What is churn?
Customer churn is a well known phenomenon in many businesses. In fact, in virtually every single one that you may imagine, since every business has customers and sells “stuff” to them. What is sold is irrelevant for the fact that the customer is always present. Even if the business is B2B, there are customers (only this time they are other businesses). Thus, customer is always the cornerstone of every business and losing them is terrible no matter what we sell.
Luckily for us, losing customers does not happen very often. Depending on the business, it may happen in a ratio of 1 to 4 (a high customer loss ratio) or maybe 1 to 20 for loyal-customer-based businesses. It always depends on the kind of business. In any case, reducing this ratios will be our goal. However, defining what is an acceptable ratio for a business is not easy, nor reusable across business cases. What ratio would be acceptable for a telecommunications company? What for a gym? What for a supermarket? In the latter case, is it even possible to measure churn?

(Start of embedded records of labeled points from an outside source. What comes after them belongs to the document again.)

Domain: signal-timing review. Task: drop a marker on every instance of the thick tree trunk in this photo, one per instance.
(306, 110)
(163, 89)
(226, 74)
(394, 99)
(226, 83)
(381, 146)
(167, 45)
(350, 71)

Depending on the context, the very first question we must answer when dealing with churn is: what is churn IN OUR BUSINESS SCENARIO? This can be viewed as an extension of the classic problem definition phase in any Machine Learning project, but with a twist. And, as in any Machine Learning project, monetizing and valuing our model is key to understand how good it really is beyond statistical (and, let’s be honest, not useful for the real goal of the model, which is to be applied to a business) measures. Translating models into money is never easy, and churn is no exception, but churn is a widely studied case across industries, and from them we can start having an idea of how important it is (taken from here):
- Increasing customer retention rates by 5% increases profits by 25% to 95%
- It costs five times as much to attract a new customer than to keep an existing one
Of course, feel free to adjust these numbers and / or apply them to your own business case, but these give us a mind-blowing perception of the business critical role of a model like this. It helps to rapidly realize about the profitability that derive from the changes in our model (increasing 1% in a performance measure in the model impacts in X money for our business).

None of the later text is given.